UUID Generator
Generate RFC 4122 / 9562 UUIDs — random (v4), time-ordered (v7), time-based (v1) and name-based (v5) — instantly in your browser. Nothing is uploaded. Last reviewed 2026-06-19.
Version 5 is deterministic — a namespace plus a name always produces the same UUID.
What is a UUID?
A UUID (Universally Unique Identifier), also called a GUID, is a
128-bit value written as 32 hexadecimal digits in five hyphen-separated groups —
8-4-4-4-12, for example f47ac10b-58cc-4372-a567-0e02b2c3d479. The point is
to mint an identifier that is unique without a central authority, so independent systems can each
create IDs that will never collide. The 13th digit encodes the version and the 17th
encodes the variant.
UUID versions at a glance
| Version | Type | Deterministic? | Notes |
|---|---|---|---|
| v1 | Time-based | No | Timestamp + node. Time-ordered; historically leaked the MAC address (we randomise the node). |
| v3 | Name-based (MD5) | Yes | Like v5 but hashed with MD5. Legacy — prefer v5. |
| v4 | Random | No | The everyday default. 122 bits of randomness. |
| v5 | Name-based (SHA-1) | Yes | Same namespace + name → same UUID. Good for stable, reproducible IDs. |
| v7 | Time-ordered | No | Unix-ms timestamp + random. Sortable; the modern choice for database keys. |
This tool generates v4, v7, v1 and v5. Versions 2 (DCE security), 6 (reordered v1) and 8 (custom) are rarely needed in application code. We deliberately omit the MD5-based v3 — MD5 is broken and unavailable in the browser’s crypto API — and offer the SHA-1-based v5 the spec prefers.
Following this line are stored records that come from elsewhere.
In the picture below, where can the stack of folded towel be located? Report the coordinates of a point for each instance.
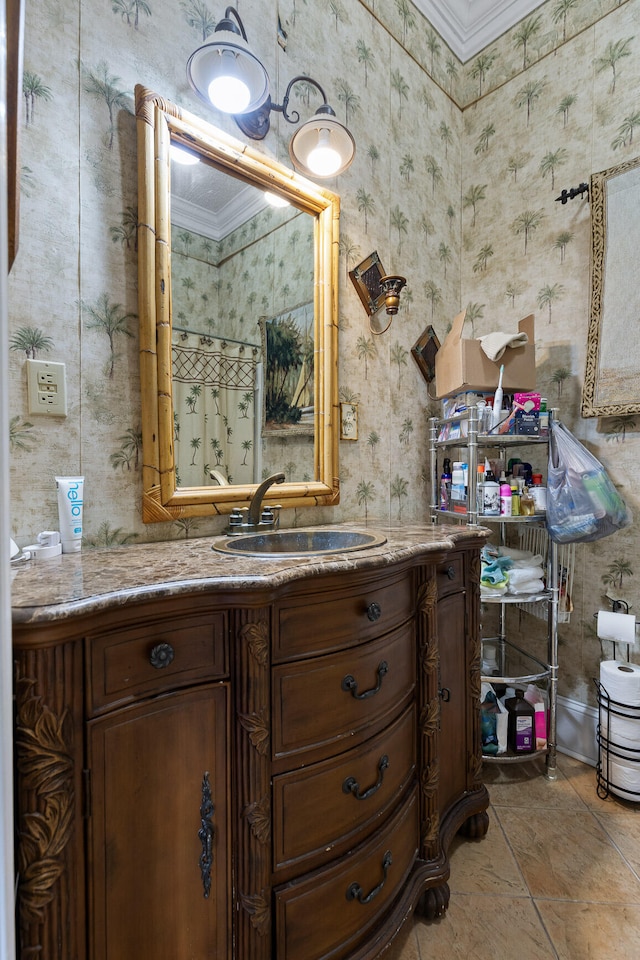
(507, 570)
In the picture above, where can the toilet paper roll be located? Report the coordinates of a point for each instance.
(622, 732)
(623, 777)
(619, 627)
(621, 681)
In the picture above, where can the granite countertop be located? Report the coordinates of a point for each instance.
(73, 583)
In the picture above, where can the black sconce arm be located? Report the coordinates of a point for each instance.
(294, 116)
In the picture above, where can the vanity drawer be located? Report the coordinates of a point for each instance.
(352, 791)
(307, 627)
(342, 697)
(144, 660)
(450, 575)
(323, 916)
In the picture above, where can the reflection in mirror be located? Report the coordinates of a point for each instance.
(611, 384)
(239, 385)
(238, 322)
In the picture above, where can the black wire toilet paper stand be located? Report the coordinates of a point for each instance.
(608, 749)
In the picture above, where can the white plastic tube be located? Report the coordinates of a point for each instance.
(70, 500)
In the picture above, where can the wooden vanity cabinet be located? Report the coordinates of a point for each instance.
(269, 774)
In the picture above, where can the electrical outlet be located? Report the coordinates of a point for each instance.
(47, 388)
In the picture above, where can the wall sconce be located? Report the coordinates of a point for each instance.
(377, 289)
(391, 287)
(226, 74)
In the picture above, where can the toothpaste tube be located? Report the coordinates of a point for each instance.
(70, 500)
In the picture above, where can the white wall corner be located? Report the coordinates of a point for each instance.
(576, 725)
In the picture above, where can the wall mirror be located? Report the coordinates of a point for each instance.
(611, 384)
(238, 321)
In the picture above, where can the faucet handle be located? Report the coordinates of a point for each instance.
(236, 520)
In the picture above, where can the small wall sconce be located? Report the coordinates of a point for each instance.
(391, 287)
(377, 289)
(226, 74)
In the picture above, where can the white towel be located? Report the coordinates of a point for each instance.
(495, 344)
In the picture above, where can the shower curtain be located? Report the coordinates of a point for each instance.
(214, 390)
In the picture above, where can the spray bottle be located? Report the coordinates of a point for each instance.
(496, 415)
(445, 485)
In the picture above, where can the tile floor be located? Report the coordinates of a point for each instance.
(557, 876)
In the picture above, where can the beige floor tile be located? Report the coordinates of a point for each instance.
(592, 931)
(524, 784)
(485, 866)
(582, 778)
(484, 928)
(568, 856)
(623, 829)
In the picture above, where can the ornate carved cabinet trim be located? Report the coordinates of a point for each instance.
(250, 632)
(474, 748)
(48, 717)
(427, 636)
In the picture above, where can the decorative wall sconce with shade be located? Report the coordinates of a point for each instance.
(377, 289)
(227, 75)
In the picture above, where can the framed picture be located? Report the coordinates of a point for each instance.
(288, 351)
(366, 279)
(424, 352)
(348, 421)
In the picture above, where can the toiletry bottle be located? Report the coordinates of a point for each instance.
(521, 735)
(491, 489)
(497, 401)
(505, 499)
(445, 485)
(543, 418)
(527, 505)
(480, 489)
(458, 492)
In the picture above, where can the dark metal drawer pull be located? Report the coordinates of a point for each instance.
(351, 784)
(354, 890)
(206, 834)
(374, 611)
(161, 655)
(349, 683)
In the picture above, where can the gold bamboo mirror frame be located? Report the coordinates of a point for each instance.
(159, 124)
(611, 385)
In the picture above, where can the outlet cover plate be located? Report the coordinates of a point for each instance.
(46, 388)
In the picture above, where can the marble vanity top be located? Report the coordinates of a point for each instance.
(93, 579)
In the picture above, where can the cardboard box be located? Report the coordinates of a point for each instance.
(463, 365)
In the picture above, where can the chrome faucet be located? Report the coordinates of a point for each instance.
(255, 518)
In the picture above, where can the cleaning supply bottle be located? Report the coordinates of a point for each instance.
(515, 499)
(491, 489)
(445, 485)
(521, 733)
(497, 401)
(505, 499)
(527, 504)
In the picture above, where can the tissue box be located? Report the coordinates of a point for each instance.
(461, 364)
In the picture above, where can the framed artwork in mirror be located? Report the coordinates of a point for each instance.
(424, 353)
(288, 349)
(348, 421)
(366, 279)
(611, 387)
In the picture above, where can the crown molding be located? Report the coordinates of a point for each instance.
(467, 26)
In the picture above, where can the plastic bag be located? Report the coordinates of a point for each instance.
(582, 502)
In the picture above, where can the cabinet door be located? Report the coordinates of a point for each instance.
(453, 700)
(158, 840)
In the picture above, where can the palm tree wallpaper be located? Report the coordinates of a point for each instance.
(454, 184)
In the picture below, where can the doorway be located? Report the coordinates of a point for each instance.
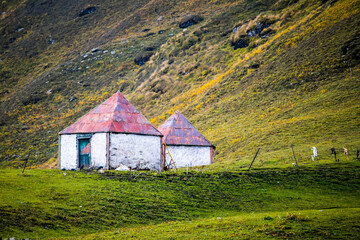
(84, 153)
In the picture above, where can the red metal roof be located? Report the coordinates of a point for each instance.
(177, 130)
(114, 115)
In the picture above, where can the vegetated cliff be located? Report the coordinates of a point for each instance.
(248, 74)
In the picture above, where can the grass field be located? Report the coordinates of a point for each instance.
(312, 201)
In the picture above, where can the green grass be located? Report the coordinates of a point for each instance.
(304, 91)
(48, 203)
(303, 224)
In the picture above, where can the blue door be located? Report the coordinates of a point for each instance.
(84, 153)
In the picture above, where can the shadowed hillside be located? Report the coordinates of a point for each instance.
(248, 74)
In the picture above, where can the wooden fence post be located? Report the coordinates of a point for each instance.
(26, 162)
(292, 147)
(254, 159)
Which version should I use?
- Just need a unique ID? Use v4 (random) — it is the safe default.
- Database primary key? Use v7 — its leading timestamp keeps inserts ordered, avoiding the index fragmentation that random v4 keys cause.
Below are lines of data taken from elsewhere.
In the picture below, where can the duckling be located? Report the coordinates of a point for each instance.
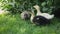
(38, 20)
(46, 15)
(25, 15)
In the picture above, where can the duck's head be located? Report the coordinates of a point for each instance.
(36, 7)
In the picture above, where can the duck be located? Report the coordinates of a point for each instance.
(38, 20)
(25, 15)
(46, 15)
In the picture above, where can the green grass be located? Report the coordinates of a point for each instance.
(13, 24)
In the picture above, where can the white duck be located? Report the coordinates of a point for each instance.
(46, 15)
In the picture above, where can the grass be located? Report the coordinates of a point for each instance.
(13, 24)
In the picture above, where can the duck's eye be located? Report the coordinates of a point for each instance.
(37, 18)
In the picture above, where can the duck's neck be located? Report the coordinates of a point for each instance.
(38, 11)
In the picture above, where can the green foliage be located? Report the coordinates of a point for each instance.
(13, 24)
(15, 6)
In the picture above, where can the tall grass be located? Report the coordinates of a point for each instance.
(13, 24)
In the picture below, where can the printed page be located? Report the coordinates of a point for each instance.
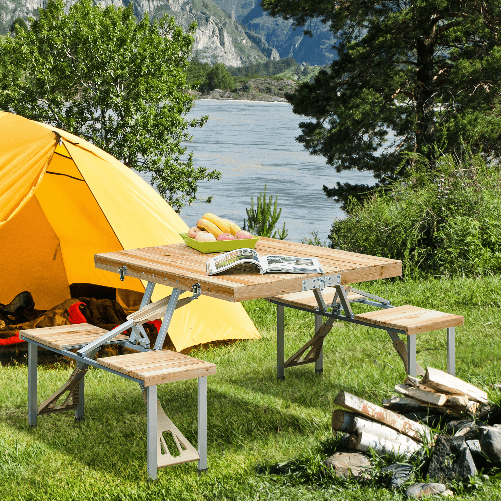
(238, 258)
(290, 264)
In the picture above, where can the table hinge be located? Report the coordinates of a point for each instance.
(321, 282)
(123, 271)
(197, 290)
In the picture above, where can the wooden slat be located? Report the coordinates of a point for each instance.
(157, 367)
(179, 266)
(412, 319)
(442, 381)
(306, 299)
(65, 336)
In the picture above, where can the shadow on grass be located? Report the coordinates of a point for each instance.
(112, 438)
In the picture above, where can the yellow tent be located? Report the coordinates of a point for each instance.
(62, 200)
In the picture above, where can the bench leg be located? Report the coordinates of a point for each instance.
(280, 342)
(411, 355)
(151, 431)
(32, 384)
(451, 350)
(202, 424)
(79, 412)
(319, 363)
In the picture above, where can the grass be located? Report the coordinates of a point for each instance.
(267, 439)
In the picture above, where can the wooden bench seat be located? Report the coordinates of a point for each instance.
(407, 319)
(64, 337)
(159, 367)
(411, 319)
(148, 368)
(305, 300)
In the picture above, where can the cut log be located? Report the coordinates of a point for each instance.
(458, 401)
(412, 381)
(364, 441)
(422, 395)
(396, 421)
(404, 404)
(350, 422)
(443, 381)
(408, 404)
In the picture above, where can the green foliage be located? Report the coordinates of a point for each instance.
(262, 219)
(115, 81)
(446, 223)
(18, 24)
(409, 76)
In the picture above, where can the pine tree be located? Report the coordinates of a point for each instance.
(412, 78)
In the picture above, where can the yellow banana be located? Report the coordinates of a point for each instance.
(234, 228)
(209, 226)
(220, 223)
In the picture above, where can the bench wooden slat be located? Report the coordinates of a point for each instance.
(65, 336)
(306, 299)
(158, 367)
(411, 319)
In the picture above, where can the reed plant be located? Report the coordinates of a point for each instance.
(267, 439)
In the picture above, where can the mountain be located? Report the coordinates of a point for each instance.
(279, 34)
(218, 39)
(232, 32)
- Need the same input to always map to the same ID? Use v5 with a namespace and name.
- Interoperating with an older system? Use v1.
Inspect a UUID
Paste any UUID to check it is valid and read its version, variant and (for v1/v7) embedded timestamp.
- Valid
- —
- Version
- —
- Variant
- —
- Timestamp
- —
Are UUIDs really unique?
For random v4, the odds of a collision are astronomically small: with 122 random bits you could generate a billion UUIDs per second for about 85 years and still have only a roughly 50% chance of a single duplicate. In practice you can treat them as unique. A UUID is an identifier, not a secret, though — never use one as a password or security token.
Frequently asked questions
- Are UUIDs guaranteed to be unique?
- Not mathematically guaranteed, but for practical purposes yes. A version-4 UUID has 122 random bits — you would need to generate billions per second for many years before a collision became even remotely likely. Version 5 is deterministic, so the same namespace and name always produce the same UUID by design.
- Which UUID version should I use?
- Use version 4 (random) for general unique IDs. Use version 7 if you want IDs that sort by creation time — ideal as database primary keys, since they avoid the index fragmentation random v4 keys cause. Use version 5 when you need a reproducible ID derived from a name. Version 1 is mainly for legacy compatibility.
- Is a UUID secure or hard to guess?
- A version-4 UUID is unpredictable enough to be hard to guess, but a UUID is an identifier, not a secret. Do not use one as a password, session token, or security key — generate a dedicated cryptographic secret for those.
- What is the difference between v4 and v7?
- Both are unique, but v7 embeds a millisecond timestamp at the front, so a list of v7 UUIDs sorts in creation order. v4 is fully random and has no order. Use v7 for database keys (better index locality) and v4 when ordering does not matter.
- Why is there no version 3 here?
- Version 3 is name-based but uses MD5, which is cryptographically broken, and the browser’s Web Crypto API does not expose MD5. We offer version 5, the SHA-1-based equivalent that the spec recommends instead.
- Are the UUIDs generated privately?
- Yes. Everything is generated locally in your browser using the built-in Web Crypto API — nothing is sent to a server, and it works offline once the page has loaded. Version 1 uses a random node, so your network hardware address is never exposed.